And so, but they're not licensed psychologists or doctors or nurses like.

So they don't have medical licenses and related licenses.

So what do you do?


And so that's what the CCS H came as.

Like, let's create an organized way to get them to be sort of paraprofessionals.

And also let's remember that the people, especially the people with sleep apnea.

It really used some one-on-one health and support like you know like adapting to CPAP and and I feel like you know a lot of the people I know who were who have gone the CCSH route, like who started in you know like they may be still are doing the sleep tech thing but they're able to actually have more time with patients and run clinics where they explain a bit more about CPAP.



And I think that that's a great thing.


I mean that's why CCSH is a sort of the one exception.

But the reason I I call it an asterisk rather than one being good is that when most people think of coaching sleep coaching, they don't think of what Ccsh's do.


Ccsh's are mostly sleep apnea paraprofessionals and they can do more.

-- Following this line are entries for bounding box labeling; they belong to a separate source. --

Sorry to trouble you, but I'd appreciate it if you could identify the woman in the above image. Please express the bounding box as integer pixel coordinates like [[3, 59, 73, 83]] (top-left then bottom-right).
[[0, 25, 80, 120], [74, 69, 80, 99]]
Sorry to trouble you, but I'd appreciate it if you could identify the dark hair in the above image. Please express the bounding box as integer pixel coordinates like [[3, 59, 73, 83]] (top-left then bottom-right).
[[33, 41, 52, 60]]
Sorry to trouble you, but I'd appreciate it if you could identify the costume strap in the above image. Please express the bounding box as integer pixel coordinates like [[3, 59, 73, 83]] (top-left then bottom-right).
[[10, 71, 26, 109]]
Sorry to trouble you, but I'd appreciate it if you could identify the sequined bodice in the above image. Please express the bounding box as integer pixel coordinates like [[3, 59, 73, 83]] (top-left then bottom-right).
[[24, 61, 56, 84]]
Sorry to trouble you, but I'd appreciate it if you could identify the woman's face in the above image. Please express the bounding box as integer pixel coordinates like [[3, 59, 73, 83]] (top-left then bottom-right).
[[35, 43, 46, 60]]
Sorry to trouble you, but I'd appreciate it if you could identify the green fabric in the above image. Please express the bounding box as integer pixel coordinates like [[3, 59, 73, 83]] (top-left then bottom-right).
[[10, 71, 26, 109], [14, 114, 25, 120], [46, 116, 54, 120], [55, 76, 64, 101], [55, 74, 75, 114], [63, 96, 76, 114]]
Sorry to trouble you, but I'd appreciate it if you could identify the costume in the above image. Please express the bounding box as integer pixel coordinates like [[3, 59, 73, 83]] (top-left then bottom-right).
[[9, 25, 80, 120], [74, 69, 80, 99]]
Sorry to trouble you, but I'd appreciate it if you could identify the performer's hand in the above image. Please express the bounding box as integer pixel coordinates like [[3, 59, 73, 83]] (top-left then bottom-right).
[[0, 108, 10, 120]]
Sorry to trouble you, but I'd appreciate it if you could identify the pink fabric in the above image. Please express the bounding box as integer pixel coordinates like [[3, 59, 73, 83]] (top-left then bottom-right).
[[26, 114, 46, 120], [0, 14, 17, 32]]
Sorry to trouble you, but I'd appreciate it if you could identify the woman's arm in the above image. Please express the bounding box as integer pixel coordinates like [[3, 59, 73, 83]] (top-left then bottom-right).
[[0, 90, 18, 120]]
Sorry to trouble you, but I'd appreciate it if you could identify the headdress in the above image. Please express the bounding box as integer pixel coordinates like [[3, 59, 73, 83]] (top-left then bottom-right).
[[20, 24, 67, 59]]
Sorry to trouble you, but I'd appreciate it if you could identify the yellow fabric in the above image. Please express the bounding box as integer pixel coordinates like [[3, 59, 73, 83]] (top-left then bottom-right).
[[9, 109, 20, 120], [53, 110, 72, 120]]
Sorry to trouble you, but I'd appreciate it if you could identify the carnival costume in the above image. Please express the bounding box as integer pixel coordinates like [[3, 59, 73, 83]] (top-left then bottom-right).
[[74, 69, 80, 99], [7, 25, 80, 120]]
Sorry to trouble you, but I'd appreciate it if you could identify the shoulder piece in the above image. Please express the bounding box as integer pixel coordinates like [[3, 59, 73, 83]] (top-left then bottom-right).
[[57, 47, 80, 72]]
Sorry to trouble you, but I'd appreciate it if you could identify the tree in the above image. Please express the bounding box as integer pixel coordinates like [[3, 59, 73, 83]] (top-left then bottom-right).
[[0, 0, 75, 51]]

And actually the side of behavioral Sleep Medicine is working with them to try and increase their curriculum and broaden it a little bit to make it a little more behavioral and something.


Like so, but so, so coaching.

It's still sort of Wild West.

And so with Sleep Reset is it's a coaching platform.

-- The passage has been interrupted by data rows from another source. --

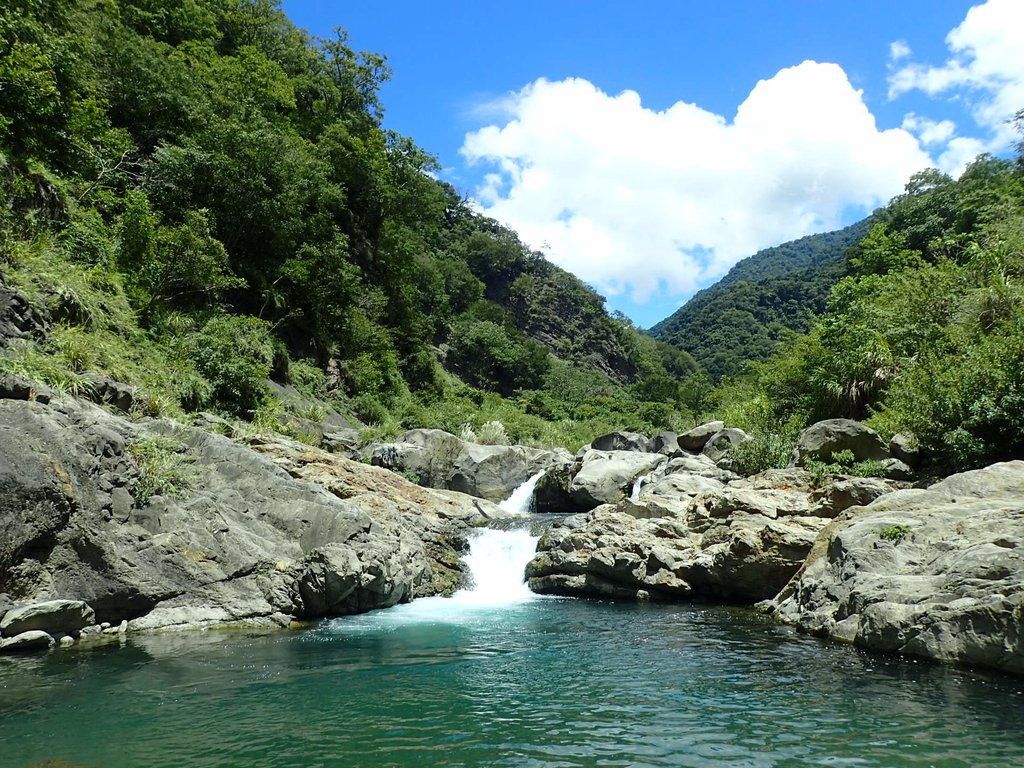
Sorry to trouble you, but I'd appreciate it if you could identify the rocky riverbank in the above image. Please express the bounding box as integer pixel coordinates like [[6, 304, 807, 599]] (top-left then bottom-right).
[[0, 388, 505, 646]]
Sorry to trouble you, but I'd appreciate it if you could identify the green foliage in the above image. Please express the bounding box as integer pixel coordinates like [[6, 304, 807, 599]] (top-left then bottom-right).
[[650, 219, 869, 382], [187, 314, 273, 416], [128, 437, 195, 506], [879, 525, 910, 544]]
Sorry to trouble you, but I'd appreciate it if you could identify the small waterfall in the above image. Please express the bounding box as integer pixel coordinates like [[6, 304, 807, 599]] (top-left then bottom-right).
[[498, 469, 544, 515], [630, 474, 650, 502]]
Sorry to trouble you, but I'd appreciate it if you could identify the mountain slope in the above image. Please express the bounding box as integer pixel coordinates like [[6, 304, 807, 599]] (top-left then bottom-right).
[[648, 219, 870, 381]]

So it's not for people who are who need it as treatment for a sleep disorder.


It's for people who might already be getting treatment for sleep apnea or some other sleep disorder but still have aspects of their sleep that might not be criteria for an insomnia disorder.

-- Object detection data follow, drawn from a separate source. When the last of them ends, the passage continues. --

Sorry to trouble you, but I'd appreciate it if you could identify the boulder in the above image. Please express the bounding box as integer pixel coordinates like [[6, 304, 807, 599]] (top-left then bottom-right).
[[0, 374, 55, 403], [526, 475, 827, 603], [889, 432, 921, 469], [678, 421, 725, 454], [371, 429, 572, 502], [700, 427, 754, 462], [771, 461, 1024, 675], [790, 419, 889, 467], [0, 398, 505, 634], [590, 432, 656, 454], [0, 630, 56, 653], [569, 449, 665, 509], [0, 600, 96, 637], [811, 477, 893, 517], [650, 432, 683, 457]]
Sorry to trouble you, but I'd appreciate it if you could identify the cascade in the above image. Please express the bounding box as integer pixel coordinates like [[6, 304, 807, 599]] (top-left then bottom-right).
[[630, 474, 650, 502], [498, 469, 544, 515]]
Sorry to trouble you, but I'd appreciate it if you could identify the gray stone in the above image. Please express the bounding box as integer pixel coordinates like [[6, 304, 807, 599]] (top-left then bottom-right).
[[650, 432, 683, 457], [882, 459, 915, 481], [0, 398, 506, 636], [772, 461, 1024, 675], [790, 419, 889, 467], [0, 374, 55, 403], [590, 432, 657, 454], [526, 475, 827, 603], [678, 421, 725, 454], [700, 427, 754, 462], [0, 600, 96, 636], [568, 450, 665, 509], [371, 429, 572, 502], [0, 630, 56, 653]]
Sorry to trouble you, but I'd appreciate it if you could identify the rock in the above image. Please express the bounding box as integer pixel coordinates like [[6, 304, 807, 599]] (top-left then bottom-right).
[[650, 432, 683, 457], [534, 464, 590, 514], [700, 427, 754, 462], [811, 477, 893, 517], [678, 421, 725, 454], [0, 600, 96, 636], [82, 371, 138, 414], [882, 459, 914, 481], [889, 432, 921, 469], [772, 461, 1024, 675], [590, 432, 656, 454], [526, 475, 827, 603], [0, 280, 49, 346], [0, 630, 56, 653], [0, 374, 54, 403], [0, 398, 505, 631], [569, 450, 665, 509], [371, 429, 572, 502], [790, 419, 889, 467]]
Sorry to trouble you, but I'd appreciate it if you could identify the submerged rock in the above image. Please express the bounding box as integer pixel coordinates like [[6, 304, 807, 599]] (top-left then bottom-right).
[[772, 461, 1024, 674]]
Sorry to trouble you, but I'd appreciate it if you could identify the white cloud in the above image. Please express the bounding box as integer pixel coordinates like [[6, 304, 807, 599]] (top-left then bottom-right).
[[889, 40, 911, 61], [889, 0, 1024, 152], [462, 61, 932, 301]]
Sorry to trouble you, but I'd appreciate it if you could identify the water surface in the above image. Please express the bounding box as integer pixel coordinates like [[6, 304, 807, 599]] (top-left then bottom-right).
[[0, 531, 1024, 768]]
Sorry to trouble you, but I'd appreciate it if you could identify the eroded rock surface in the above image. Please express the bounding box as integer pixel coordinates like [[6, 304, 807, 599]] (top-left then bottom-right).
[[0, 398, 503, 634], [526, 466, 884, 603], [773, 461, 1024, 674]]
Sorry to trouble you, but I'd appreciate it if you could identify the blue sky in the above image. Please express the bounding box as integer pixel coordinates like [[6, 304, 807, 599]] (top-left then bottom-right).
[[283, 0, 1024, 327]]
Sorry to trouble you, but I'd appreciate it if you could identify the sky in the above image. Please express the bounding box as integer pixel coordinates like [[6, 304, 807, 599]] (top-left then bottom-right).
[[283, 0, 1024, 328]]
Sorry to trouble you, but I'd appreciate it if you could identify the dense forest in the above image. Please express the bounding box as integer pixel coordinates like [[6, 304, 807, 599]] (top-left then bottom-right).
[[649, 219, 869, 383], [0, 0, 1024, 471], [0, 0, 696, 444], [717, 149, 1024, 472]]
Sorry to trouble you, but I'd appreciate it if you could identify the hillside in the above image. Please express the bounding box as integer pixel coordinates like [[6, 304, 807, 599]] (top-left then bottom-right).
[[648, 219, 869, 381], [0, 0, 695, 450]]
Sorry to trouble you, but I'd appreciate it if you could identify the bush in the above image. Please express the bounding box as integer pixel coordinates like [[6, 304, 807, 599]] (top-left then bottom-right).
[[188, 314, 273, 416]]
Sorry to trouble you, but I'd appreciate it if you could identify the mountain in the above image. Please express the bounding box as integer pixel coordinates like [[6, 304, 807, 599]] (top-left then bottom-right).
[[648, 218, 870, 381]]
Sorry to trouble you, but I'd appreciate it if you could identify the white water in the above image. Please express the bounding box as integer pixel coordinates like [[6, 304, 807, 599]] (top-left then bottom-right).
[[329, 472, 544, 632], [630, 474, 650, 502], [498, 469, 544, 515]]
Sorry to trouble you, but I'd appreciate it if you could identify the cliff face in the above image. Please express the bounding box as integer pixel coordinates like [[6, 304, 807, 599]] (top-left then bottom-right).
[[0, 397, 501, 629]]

Could probably still use some help, some accountability, some guidance, some tips.


Yeah, it's the way I see it is the different what's the difference between therapy and coaching the field is this is a highly controversial area right now.

But I.

Hugely controversial, yeah, but I I usually am happy throwing myself out in front of things and taking the hip.


What do I care for vacation?

Nobody's right, but this is the thing.

But This is why I do it, because it's because you know, as we academics wring our hands, patients are looking for solutions And and either we embrace this and guide it or put our heads in the sand, pretend it doesn't exist or insult it.


But patients don't care.

Patients want help and it's clearly meeting a need so so This is why This is why I've sort of put myself out here only because it's it helps patients and.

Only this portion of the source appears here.